Monadic wrapper for the Hive API.
See https://commbank.github.io/beeswax/index.html
Table schemas are derived from a thrift struct. The underlying storage format can either be text or parquet. Here is an example:
Hive.createParquetTable[Pair]("database", "table", List(("year", "int"), ("name", "string")))
Create actions that perform hive queries.
Hive.query("SELECT COUNT(*) FROM datable.table")
Creates a table and inserts data into it from another table.
for {
_ <- Hive.createTexttable[Pair]("test", "pairs", List.empty)
_ <- Hive.query("INSERT INTO TABLE test.pairs FROM SELECT * FROM test2.pairs")
} yield ()
import org.apache.hadoop.hive.conf.HiveConf
val hc: HiveConf = new HiveConf
val q: Hive[List[String]] = Hive.query("SELECT COUNT(*) FROM datable.table")
val result: Result[List[String]] = q.run(hc)
-
Need to specify the Hive metastore as a thrift endpoint instead of the database.

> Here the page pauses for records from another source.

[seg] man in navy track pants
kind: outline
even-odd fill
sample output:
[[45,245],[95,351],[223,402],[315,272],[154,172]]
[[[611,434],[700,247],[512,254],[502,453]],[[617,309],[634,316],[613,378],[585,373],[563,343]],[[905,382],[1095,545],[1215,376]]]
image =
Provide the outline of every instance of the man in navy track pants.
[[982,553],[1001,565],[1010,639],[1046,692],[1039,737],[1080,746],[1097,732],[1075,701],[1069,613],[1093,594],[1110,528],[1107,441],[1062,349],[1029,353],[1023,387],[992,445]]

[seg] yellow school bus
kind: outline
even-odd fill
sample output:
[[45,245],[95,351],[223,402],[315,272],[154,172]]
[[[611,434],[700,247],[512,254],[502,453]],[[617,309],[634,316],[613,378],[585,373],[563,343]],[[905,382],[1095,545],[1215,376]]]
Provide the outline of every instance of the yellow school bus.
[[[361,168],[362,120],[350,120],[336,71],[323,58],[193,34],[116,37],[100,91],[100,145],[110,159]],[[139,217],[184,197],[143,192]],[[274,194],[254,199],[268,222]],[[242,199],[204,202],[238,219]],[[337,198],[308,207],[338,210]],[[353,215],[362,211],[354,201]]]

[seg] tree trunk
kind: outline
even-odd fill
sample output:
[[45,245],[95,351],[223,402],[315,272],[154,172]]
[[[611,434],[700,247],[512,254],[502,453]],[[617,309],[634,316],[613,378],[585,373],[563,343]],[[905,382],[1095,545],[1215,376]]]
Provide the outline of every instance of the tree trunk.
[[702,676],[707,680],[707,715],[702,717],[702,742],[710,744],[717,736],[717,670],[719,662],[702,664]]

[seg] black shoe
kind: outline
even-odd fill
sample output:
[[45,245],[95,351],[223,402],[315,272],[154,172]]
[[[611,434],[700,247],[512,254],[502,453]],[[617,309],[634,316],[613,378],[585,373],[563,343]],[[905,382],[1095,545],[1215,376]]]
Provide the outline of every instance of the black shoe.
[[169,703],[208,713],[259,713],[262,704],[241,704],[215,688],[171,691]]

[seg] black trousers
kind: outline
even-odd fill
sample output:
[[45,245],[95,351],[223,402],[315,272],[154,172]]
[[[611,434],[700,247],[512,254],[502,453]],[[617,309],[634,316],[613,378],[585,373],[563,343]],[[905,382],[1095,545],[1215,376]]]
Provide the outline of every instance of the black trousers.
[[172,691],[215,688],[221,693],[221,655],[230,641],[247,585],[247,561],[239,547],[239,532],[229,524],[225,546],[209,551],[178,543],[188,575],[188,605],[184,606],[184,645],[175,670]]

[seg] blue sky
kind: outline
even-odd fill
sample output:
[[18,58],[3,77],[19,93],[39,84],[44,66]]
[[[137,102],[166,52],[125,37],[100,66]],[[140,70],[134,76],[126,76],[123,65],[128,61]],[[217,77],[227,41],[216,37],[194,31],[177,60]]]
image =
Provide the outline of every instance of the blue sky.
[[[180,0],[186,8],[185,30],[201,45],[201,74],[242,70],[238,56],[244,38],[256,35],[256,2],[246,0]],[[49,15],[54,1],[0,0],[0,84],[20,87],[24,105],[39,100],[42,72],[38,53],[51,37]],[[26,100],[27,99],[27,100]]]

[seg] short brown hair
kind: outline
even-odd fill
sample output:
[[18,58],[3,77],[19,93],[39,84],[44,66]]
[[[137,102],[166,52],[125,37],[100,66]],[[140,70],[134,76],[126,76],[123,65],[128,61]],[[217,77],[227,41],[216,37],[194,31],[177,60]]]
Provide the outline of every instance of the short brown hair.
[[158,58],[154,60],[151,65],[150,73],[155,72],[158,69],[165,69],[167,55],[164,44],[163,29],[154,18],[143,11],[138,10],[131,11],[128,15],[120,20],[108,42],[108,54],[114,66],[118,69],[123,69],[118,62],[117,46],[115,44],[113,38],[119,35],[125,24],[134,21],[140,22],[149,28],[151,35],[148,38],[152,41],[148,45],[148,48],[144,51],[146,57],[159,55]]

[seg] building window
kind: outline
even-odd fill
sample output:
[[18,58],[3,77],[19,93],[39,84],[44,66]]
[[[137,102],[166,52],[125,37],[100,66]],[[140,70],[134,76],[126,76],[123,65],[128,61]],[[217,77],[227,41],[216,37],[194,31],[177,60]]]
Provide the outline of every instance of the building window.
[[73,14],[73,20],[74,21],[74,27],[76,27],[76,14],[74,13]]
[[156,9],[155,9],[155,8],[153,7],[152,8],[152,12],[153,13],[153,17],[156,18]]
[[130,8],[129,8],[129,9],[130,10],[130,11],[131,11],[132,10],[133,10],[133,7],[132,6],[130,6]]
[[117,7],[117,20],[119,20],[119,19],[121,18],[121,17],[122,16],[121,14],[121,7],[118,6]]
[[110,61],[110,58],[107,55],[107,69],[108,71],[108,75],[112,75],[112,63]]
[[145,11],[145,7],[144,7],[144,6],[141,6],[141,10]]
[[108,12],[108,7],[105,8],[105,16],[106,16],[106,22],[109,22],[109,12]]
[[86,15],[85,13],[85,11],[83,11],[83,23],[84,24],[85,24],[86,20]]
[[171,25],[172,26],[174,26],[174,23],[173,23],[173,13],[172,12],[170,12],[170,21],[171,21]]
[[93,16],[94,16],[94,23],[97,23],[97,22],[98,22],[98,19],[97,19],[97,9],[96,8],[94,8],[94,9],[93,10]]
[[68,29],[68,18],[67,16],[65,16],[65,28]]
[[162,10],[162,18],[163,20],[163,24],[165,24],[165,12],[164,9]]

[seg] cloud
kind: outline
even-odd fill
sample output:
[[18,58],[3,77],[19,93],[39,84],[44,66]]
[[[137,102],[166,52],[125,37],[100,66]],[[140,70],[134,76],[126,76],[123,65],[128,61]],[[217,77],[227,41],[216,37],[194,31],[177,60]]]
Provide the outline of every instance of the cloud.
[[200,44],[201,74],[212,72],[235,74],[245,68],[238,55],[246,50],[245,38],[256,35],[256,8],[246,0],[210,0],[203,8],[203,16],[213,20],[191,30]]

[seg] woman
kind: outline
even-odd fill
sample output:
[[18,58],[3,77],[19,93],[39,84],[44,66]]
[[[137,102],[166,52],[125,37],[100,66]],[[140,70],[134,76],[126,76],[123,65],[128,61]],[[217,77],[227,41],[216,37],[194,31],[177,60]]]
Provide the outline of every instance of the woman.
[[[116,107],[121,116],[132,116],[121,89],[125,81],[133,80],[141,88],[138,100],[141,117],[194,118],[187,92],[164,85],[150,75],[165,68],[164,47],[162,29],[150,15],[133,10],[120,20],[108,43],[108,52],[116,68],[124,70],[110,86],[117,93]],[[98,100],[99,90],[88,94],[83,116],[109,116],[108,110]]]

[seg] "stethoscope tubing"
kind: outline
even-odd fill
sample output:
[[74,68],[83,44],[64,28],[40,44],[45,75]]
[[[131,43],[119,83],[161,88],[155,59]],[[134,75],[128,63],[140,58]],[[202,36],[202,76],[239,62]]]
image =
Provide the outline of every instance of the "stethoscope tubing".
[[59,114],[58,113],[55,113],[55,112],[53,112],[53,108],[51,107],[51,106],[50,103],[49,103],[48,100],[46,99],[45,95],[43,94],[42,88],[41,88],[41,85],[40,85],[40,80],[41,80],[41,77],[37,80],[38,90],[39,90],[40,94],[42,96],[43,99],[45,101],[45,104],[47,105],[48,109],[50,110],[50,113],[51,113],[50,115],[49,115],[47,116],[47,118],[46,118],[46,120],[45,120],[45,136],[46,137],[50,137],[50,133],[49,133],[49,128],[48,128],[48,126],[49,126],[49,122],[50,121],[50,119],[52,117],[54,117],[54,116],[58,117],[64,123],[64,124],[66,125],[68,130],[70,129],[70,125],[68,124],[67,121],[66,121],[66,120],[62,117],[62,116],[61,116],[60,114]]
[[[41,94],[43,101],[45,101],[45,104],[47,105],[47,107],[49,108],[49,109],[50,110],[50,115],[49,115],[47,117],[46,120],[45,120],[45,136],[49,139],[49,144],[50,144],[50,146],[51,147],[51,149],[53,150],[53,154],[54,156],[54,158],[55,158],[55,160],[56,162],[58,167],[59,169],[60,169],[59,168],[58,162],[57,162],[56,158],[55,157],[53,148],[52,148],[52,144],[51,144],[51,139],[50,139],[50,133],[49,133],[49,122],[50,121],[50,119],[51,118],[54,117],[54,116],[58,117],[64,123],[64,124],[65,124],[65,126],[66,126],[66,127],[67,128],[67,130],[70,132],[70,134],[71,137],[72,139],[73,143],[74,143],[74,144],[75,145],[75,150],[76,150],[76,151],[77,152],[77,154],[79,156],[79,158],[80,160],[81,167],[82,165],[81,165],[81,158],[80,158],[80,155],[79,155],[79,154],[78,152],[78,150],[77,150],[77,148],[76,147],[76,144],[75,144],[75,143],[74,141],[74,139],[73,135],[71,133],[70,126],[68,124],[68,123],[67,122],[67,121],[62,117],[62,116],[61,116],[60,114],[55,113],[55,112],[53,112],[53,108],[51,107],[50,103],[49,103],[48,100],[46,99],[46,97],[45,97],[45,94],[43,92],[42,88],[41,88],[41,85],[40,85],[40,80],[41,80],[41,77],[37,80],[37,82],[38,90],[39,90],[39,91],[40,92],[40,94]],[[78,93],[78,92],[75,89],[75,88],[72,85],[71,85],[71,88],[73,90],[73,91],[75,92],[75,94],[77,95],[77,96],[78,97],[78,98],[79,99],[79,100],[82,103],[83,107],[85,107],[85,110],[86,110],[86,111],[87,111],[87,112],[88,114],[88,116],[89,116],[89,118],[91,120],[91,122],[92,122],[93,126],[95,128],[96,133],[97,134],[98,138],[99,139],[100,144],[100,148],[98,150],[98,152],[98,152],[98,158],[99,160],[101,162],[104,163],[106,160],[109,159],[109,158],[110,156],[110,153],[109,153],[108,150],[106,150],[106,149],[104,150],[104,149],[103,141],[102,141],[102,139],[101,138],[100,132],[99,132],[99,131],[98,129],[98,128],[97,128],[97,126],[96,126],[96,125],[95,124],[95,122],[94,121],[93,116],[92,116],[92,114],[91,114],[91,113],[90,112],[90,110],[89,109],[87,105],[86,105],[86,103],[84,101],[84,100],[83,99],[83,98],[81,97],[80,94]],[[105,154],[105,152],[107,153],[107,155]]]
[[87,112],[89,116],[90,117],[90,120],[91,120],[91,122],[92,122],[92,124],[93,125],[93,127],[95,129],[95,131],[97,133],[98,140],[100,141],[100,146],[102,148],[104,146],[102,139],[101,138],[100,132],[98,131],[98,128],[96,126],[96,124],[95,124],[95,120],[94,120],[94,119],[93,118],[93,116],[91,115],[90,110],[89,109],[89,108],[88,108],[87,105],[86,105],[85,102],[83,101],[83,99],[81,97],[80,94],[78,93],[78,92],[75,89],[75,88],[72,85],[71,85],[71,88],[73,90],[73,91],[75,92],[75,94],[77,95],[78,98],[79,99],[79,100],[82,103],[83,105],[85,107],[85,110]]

<property> <name>hive.metastore.uris</name> <value>thrift://metastore:9083</value> </property>
-
In order to run queries the hive-site.xml need to include the
yarn.resourcemanager.address
property even if the value is bogus.<property> <name>yarn.resourcemanager.address</name> <value>bogus</value> </property>
-
In order to run queries with partitioning the partition mode needs to be set to nonstrict.
<property> <name>hive.exec.dynamic.partition.mode</name> <value>nonstrict</value> </property>